Christopher Isherwood - Goodbye to Berlin

2004.07.22 | 12:06 pm | Korrespondenz PERMALINK  |  TRACKBACK
18. Oktober 1977

Artnet

Art Files

Exhibition

[...] Ich sah bunte Pappschilder mit dem dicken, fleischigen Kopf von Mao Tse-tung darauf gemalt, hoch gereckt, den Kommunismus fordernd, Umsturz, permanente Revolution, den Tod des Schahs, das Ende der Unterdrückung; sie schlugen auf Jugendliche mit dem Bild Ayatollah Khomeinis ein, sie rannten die Alleen hoch und jagten diejenigen Studenten, die keine rotchinesischen Armbinden trugen, Schaufenster platzten, Glas splitterte auf die Straße. Einige Jugendliche trugen Plakate mit den Worten "Pol Pot" vor sich her, andere hatten Banner zwischen den Fäusten ausgewickelt, auf denen "Bater-Meinof" stand. [...]

Christian Kracht - 1979

2004.07.18 | 12:05 pm | Korrespondenz PERMALINK  |  TRACKBACK
Sommerfrost

Ich träume immer öfter von nordischen Ländern in letzter Zeit. Vom Knarren der Eisschollen, die sich aneinander reiben. Vom Weiß, vom Blau und vom Schwarz. Vom Wasser in all seinen Formen. Zug um Zug. Immer weiter nach oben bis Tag und Nacht verschwimmen.
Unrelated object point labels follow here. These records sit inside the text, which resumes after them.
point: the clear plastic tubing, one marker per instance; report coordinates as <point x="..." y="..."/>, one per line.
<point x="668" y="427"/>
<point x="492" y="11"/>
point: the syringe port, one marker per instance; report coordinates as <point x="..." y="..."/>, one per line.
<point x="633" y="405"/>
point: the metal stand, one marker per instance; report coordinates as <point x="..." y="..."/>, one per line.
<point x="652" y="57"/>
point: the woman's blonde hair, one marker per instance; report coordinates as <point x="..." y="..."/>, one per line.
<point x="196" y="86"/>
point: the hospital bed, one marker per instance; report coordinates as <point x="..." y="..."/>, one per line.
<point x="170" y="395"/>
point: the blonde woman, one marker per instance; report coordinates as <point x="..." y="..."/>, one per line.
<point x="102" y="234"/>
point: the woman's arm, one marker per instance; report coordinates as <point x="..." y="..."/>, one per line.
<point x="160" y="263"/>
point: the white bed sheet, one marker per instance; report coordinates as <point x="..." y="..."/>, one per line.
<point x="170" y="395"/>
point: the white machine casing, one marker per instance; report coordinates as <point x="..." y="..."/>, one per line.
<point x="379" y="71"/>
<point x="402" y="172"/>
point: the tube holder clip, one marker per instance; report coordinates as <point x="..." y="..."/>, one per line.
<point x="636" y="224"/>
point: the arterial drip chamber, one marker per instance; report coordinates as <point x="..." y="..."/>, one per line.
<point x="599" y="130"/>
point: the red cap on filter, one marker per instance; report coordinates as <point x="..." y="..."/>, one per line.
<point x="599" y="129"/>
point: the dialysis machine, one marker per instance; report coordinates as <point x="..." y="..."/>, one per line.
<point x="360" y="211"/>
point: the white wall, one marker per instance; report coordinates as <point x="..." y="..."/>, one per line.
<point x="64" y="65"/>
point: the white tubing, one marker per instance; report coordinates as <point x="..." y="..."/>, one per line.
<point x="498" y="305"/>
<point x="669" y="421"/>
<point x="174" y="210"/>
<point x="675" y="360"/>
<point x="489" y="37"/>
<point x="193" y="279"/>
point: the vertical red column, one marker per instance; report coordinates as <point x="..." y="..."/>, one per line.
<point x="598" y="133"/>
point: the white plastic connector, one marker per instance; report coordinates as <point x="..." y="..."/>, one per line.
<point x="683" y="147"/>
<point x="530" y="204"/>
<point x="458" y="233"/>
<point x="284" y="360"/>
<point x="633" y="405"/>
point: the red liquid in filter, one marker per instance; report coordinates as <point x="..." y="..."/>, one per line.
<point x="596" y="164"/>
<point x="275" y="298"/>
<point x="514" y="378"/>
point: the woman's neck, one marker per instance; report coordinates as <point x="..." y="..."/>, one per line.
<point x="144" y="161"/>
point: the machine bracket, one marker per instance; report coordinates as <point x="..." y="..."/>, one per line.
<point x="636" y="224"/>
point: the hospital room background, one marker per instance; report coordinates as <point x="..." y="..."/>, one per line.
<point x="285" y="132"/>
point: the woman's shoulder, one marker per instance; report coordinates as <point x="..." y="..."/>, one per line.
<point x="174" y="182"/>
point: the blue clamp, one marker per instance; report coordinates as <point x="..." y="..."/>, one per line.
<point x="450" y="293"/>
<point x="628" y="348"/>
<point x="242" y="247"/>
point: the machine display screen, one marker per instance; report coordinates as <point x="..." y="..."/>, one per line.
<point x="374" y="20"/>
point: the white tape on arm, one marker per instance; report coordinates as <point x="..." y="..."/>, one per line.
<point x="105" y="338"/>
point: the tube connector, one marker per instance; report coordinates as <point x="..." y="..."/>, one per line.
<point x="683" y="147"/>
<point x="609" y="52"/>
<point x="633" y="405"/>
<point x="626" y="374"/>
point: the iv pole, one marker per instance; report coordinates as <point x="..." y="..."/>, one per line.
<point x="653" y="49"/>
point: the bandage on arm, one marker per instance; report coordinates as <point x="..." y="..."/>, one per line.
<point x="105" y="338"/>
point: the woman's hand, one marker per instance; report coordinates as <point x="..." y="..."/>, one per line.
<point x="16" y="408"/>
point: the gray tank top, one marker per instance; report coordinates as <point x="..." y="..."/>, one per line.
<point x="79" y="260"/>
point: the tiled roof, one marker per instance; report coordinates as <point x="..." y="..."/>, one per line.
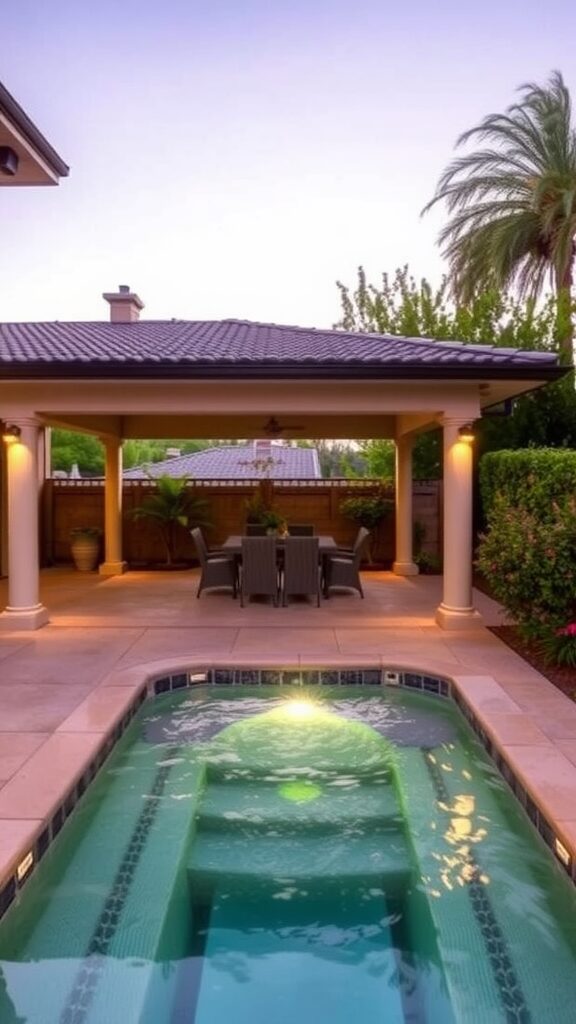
<point x="208" y="347"/>
<point x="14" y="113"/>
<point x="235" y="462"/>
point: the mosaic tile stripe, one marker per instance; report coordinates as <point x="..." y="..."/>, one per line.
<point x="507" y="983"/>
<point x="230" y="676"/>
<point x="88" y="975"/>
<point x="13" y="885"/>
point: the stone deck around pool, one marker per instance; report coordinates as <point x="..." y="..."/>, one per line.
<point x="65" y="688"/>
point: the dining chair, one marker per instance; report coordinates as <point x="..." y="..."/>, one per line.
<point x="216" y="567"/>
<point x="341" y="567"/>
<point x="258" y="567"/>
<point x="301" y="567"/>
<point x="255" y="529"/>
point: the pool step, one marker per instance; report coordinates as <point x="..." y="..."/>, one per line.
<point x="375" y="855"/>
<point x="296" y="805"/>
<point x="253" y="770"/>
<point x="330" y="960"/>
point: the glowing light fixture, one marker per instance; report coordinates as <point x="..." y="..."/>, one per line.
<point x="466" y="432"/>
<point x="10" y="432"/>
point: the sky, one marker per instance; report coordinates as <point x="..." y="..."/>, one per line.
<point x="236" y="158"/>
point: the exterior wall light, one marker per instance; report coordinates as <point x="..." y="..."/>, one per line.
<point x="466" y="432"/>
<point x="8" y="161"/>
<point x="10" y="432"/>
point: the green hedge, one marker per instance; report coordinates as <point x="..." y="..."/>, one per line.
<point x="528" y="552"/>
<point x="528" y="478"/>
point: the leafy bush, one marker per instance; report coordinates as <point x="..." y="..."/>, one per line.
<point x="529" y="559"/>
<point x="530" y="478"/>
<point x="367" y="511"/>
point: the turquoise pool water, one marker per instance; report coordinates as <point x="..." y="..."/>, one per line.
<point x="247" y="856"/>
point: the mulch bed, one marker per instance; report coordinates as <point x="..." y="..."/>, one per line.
<point x="563" y="678"/>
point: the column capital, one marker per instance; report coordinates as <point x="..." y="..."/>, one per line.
<point x="24" y="421"/>
<point x="457" y="421"/>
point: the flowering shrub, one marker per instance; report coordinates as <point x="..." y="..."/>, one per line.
<point x="529" y="560"/>
<point x="559" y="647"/>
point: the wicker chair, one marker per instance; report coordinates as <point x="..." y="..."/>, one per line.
<point x="341" y="567"/>
<point x="217" y="568"/>
<point x="301" y="567"/>
<point x="259" y="567"/>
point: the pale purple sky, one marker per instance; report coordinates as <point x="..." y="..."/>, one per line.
<point x="234" y="158"/>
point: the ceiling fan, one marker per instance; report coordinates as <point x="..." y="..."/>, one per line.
<point x="274" y="428"/>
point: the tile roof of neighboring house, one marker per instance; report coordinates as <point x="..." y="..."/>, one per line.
<point x="235" y="462"/>
<point x="241" y="348"/>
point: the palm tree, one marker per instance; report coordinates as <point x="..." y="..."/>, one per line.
<point x="170" y="508"/>
<point x="512" y="204"/>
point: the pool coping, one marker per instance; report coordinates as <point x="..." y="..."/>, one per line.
<point x="541" y="777"/>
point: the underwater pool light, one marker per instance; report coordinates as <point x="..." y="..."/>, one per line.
<point x="299" y="791"/>
<point x="300" y="709"/>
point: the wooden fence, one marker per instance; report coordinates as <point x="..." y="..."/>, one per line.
<point x="80" y="503"/>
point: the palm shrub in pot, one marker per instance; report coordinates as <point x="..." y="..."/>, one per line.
<point x="171" y="507"/>
<point x="85" y="547"/>
<point x="368" y="511"/>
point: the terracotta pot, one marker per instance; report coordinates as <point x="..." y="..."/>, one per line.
<point x="85" y="551"/>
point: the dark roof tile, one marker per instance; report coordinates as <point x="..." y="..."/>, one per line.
<point x="189" y="343"/>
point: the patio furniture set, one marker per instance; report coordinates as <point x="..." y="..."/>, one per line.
<point x="280" y="567"/>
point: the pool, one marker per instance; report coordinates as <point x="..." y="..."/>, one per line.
<point x="256" y="854"/>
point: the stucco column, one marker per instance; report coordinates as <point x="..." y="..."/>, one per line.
<point x="456" y="610"/>
<point x="113" y="564"/>
<point x="24" y="610"/>
<point x="404" y="564"/>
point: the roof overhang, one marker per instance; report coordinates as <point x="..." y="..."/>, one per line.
<point x="38" y="162"/>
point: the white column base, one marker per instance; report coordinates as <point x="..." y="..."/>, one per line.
<point x="24" y="619"/>
<point x="405" y="568"/>
<point x="457" y="619"/>
<point x="113" y="568"/>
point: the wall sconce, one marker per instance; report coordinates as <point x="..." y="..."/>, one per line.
<point x="466" y="432"/>
<point x="10" y="432"/>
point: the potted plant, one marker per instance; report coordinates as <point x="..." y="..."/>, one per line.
<point x="274" y="521"/>
<point x="85" y="547"/>
<point x="368" y="511"/>
<point x="171" y="507"/>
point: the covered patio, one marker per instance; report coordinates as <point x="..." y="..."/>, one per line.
<point x="130" y="378"/>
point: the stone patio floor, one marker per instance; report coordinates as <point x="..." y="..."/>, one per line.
<point x="63" y="688"/>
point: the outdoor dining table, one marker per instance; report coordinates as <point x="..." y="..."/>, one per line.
<point x="233" y="544"/>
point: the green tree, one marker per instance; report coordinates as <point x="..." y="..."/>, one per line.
<point x="402" y="305"/>
<point x="512" y="203"/>
<point x="70" y="448"/>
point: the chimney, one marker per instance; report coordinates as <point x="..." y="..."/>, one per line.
<point x="124" y="305"/>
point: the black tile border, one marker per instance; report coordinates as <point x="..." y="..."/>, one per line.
<point x="388" y="677"/>
<point x="32" y="857"/>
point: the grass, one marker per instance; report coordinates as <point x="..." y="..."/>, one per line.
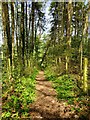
<point x="17" y="95"/>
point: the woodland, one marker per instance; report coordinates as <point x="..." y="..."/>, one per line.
<point x="45" y="60"/>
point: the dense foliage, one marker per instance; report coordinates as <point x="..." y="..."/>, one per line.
<point x="17" y="95"/>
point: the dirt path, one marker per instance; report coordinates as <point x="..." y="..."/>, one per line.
<point x="46" y="106"/>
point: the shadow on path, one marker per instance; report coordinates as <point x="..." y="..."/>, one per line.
<point x="46" y="106"/>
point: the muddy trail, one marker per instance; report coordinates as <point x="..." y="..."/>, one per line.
<point x="47" y="106"/>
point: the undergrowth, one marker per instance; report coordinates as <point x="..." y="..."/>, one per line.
<point x="68" y="91"/>
<point x="17" y="94"/>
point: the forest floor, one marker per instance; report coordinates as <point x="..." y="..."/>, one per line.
<point x="47" y="106"/>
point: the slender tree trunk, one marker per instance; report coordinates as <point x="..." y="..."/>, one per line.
<point x="22" y="33"/>
<point x="7" y="38"/>
<point x="33" y="17"/>
<point x="12" y="14"/>
<point x="69" y="10"/>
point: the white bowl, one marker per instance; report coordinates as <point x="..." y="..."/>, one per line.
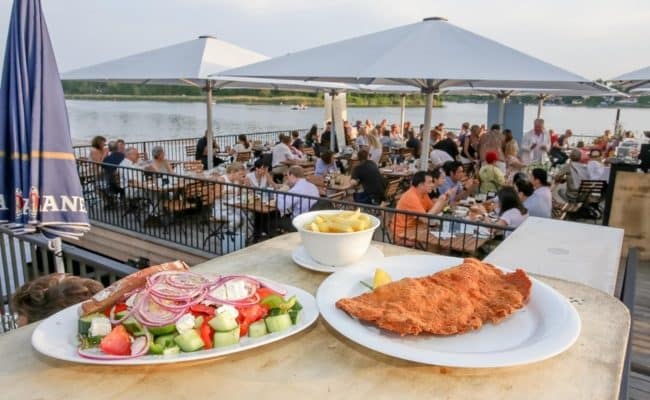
<point x="334" y="249"/>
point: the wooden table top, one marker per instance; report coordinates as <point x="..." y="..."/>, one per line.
<point x="321" y="364"/>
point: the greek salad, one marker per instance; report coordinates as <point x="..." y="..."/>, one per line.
<point x="179" y="311"/>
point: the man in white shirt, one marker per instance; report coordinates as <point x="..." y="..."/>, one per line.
<point x="131" y="161"/>
<point x="295" y="205"/>
<point x="540" y="203"/>
<point x="282" y="155"/>
<point x="535" y="145"/>
<point x="439" y="157"/>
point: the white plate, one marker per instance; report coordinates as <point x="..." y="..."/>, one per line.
<point x="56" y="336"/>
<point x="300" y="257"/>
<point x="547" y="326"/>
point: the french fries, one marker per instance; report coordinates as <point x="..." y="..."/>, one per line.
<point x="343" y="222"/>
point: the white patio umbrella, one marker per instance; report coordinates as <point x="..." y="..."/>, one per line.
<point x="541" y="94"/>
<point x="438" y="55"/>
<point x="189" y="62"/>
<point x="636" y="82"/>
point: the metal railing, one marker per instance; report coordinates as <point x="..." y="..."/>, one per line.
<point x="176" y="149"/>
<point x="218" y="218"/>
<point x="27" y="257"/>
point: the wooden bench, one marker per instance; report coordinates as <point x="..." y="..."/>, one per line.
<point x="190" y="151"/>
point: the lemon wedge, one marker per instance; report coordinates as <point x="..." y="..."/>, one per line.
<point x="381" y="278"/>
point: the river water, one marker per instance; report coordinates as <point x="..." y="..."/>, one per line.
<point x="143" y="120"/>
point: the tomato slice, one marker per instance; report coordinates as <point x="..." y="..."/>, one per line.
<point x="117" y="342"/>
<point x="202" y="309"/>
<point x="248" y="315"/>
<point x="117" y="308"/>
<point x="206" y="334"/>
<point x="265" y="292"/>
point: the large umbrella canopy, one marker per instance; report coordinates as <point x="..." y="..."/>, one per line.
<point x="40" y="186"/>
<point x="635" y="81"/>
<point x="431" y="55"/>
<point x="541" y="94"/>
<point x="189" y="62"/>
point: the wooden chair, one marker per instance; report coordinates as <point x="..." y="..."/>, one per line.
<point x="319" y="181"/>
<point x="391" y="192"/>
<point x="311" y="170"/>
<point x="385" y="156"/>
<point x="586" y="204"/>
<point x="559" y="210"/>
<point x="190" y="151"/>
<point x="193" y="166"/>
<point x="243" y="156"/>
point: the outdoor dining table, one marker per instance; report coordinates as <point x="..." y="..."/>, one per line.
<point x="573" y="251"/>
<point x="396" y="173"/>
<point x="466" y="243"/>
<point x="302" y="163"/>
<point x="322" y="364"/>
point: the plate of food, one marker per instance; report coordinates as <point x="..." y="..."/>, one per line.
<point x="448" y="311"/>
<point x="168" y="314"/>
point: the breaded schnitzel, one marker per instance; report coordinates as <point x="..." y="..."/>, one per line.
<point x="456" y="300"/>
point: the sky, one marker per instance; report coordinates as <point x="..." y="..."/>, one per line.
<point x="593" y="38"/>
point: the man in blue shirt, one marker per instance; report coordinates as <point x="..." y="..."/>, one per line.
<point x="455" y="174"/>
<point x="540" y="203"/>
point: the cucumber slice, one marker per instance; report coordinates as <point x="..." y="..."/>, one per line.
<point x="166" y="340"/>
<point x="189" y="341"/>
<point x="156" y="348"/>
<point x="89" y="342"/>
<point x="294" y="315"/>
<point x="133" y="327"/>
<point x="278" y="323"/>
<point x="171" y="351"/>
<point x="257" y="329"/>
<point x="287" y="305"/>
<point x="85" y="321"/>
<point x="294" y="312"/>
<point x="162" y="330"/>
<point x="223" y="322"/>
<point x="272" y="301"/>
<point x="222" y="339"/>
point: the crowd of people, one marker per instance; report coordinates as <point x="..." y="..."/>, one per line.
<point x="525" y="179"/>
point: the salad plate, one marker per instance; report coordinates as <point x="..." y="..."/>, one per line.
<point x="302" y="258"/>
<point x="545" y="327"/>
<point x="57" y="336"/>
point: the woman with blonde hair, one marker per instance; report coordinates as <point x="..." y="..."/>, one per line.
<point x="375" y="148"/>
<point x="50" y="294"/>
<point x="98" y="149"/>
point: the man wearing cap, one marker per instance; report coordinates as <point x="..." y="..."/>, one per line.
<point x="540" y="203"/>
<point x="536" y="143"/>
<point x="490" y="176"/>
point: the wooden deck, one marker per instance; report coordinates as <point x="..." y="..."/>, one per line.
<point x="639" y="383"/>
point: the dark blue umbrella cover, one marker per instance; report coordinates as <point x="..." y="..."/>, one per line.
<point x="40" y="185"/>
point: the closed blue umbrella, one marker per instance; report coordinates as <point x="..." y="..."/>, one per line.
<point x="40" y="187"/>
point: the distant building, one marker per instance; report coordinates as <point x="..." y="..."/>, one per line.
<point x="631" y="100"/>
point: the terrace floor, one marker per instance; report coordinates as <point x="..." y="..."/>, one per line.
<point x="639" y="383"/>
2004.07.17 | 7:46 pm | Ich >< Welt PERMALINK  |  TRACKBACK
How beautiful you are, my sleeping star

Eines Morgens wachte Kaspar Hauser auf und musste feststellen, dass er sich in einen riesigen Papagei verwandelt hatte. Vorm Fenster die Farben, gleiche Welt wie immer, Tiere, Menschen, Pflanzen gleich. Er schlug die Ohren auf und flatterte in den Garten, sah die schwarz-weiße Katze, Kressebuchstaben umrundend. Kreisend stieg er höher, ließ großes Dorf unter sich, Feld, Fluss, Wald, alles gleich, alles Grün. Sah Gipfel, sah Wolken, sah Wege – darauf der Mann, der schwarze, die Wandergamaschen zwischen Schattenflecken aufblitzend, sah seinen Bart, seinen Hut. War Werner Herzog, Österreich umwandernd, später dann nach Paris, ein Leben retten. Seine Leidenschaft ist uns rätselhaft. Dann kam Zeit und Tageslicht und blinzelnd stellte Kaspar fest, dass erst jetzt der Traum begann, in dem er keine Federn hat, nur Organe. Und Worte, Gedanken und Gefühle. Sie wollen ihm erzählen, er hätte eine Seele. Wollen ihm erzählen, das wäre alles so.